Les oncologues israéliens déterminent l'éligibilité au Keytruda en évaluant les biomarqueurs tumoraux, les types de cancer spécifiques et les résultats des traitements précédents. Ils privilégient le profilage génétique et les niveaux d'expression de PD-L1 pour confirmer l'efficacité de la thérapie. Les médecins vérifient également si le patient répond aux critères stricts définis dans le panier de santé national.
- Tests de biomarqueurs : Les médecins exigent la preuve de l'expression de PD-L1, souvent à des seuils de 1 % ou 50 %.
- Profilage génétique : L'éligibilité dépend souvent de l'instabilité microsatellitaire élevée (MSI-H) ou d'une charge mutationnelle tumorale élevée (TMB-H).
- Indications de cancer : Le traitement est généralement approuvé pour le mélanome avancé, le cancer du poumon non à petites cellules et le carcinome épidermoïde de la tête et du cou (HNSCC).
- Historique de traitement : Pour certains cancers, les patients doivent d'abord montrer une résistance à la chimiothérapie standard ou à la chirurgie.

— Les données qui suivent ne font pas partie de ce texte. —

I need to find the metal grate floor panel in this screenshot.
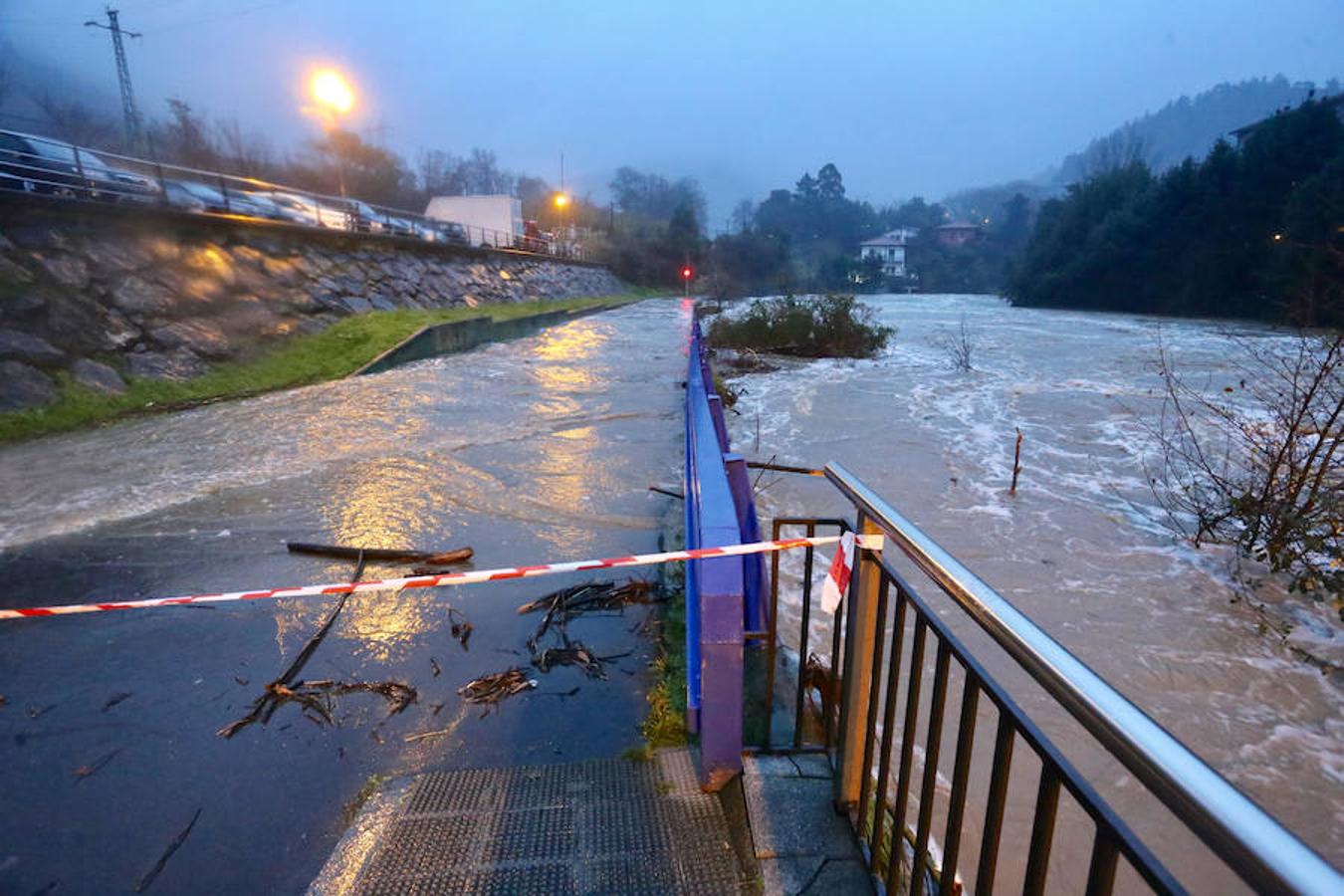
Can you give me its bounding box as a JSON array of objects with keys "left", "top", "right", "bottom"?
[{"left": 354, "top": 750, "right": 742, "bottom": 896}]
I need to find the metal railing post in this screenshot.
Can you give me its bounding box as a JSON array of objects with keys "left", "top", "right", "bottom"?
[
  {"left": 70, "top": 146, "right": 93, "bottom": 199},
  {"left": 830, "top": 513, "right": 882, "bottom": 810}
]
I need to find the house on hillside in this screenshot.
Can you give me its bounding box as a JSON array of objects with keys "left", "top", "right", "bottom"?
[
  {"left": 1232, "top": 93, "right": 1344, "bottom": 145},
  {"left": 859, "top": 227, "right": 919, "bottom": 277},
  {"left": 934, "top": 220, "right": 980, "bottom": 246}
]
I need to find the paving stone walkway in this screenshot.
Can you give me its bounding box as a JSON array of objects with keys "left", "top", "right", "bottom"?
[{"left": 742, "top": 754, "right": 872, "bottom": 896}]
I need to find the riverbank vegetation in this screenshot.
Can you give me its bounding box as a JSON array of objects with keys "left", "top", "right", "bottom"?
[
  {"left": 0, "top": 290, "right": 650, "bottom": 443},
  {"left": 1008, "top": 100, "right": 1344, "bottom": 327},
  {"left": 1149, "top": 334, "right": 1344, "bottom": 618},
  {"left": 706, "top": 295, "right": 895, "bottom": 357}
]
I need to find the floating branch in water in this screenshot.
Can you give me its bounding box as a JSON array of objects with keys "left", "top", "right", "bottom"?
[
  {"left": 285, "top": 542, "right": 475, "bottom": 565},
  {"left": 533, "top": 641, "right": 606, "bottom": 678},
  {"left": 457, "top": 666, "right": 537, "bottom": 711},
  {"left": 1008, "top": 430, "right": 1021, "bottom": 495},
  {"left": 215, "top": 680, "right": 419, "bottom": 739},
  {"left": 76, "top": 747, "right": 125, "bottom": 784},
  {"left": 448, "top": 607, "right": 476, "bottom": 647},
  {"left": 135, "top": 808, "right": 200, "bottom": 893}
]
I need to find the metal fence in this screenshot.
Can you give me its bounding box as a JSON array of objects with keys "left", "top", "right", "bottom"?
[
  {"left": 686, "top": 312, "right": 764, "bottom": 788},
  {"left": 758, "top": 464, "right": 1344, "bottom": 895},
  {"left": 0, "top": 130, "right": 583, "bottom": 261}
]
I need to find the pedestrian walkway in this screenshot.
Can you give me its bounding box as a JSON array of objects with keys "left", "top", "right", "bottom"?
[
  {"left": 310, "top": 749, "right": 753, "bottom": 896},
  {"left": 742, "top": 753, "right": 872, "bottom": 896}
]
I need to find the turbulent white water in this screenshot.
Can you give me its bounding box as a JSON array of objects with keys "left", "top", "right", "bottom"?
[{"left": 730, "top": 296, "right": 1344, "bottom": 881}]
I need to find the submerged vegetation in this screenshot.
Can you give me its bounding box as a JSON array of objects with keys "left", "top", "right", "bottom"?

Avis d'expert Bookimed : Les spécialistes israéliens combinent souvent la pratique clinique avec la recherche génomique pour affiner l'éligibilité. Par exemple, le Dr Ari Raphael au Sourasky Medical Center est chercheur principal pour les essais cliniques sur le Keytruda. Ce double rôle permet aux médecins d'utiliser l'interprétation NGS et les études sur les lymphocytes T pour identifier l'éligibilité des patients qui pourraient ne pas répondre aux critères standard. Les consultations avec des experts comme le Dr Irina Stepfansky, à partir de 750 $, incluent souvent l'examen des opportunités d'essais de phase I-III.
Consensus des patients : Les patients notent qu'il est essentiel d'avoir des résultats de tests génétiques clairs comme FoundationOne pour éviter les refus de traitement. Ils décrivent souvent une période d'attente pour l'approbation du comité, mais constatent que des niveaux élevés de PD-L1 accélèrent le processus. Beaucoup sont soulagés que les médecins envisagent également l'usage compassionnel pour les cas complexes lorsque les critères standard ne sont pas remplis.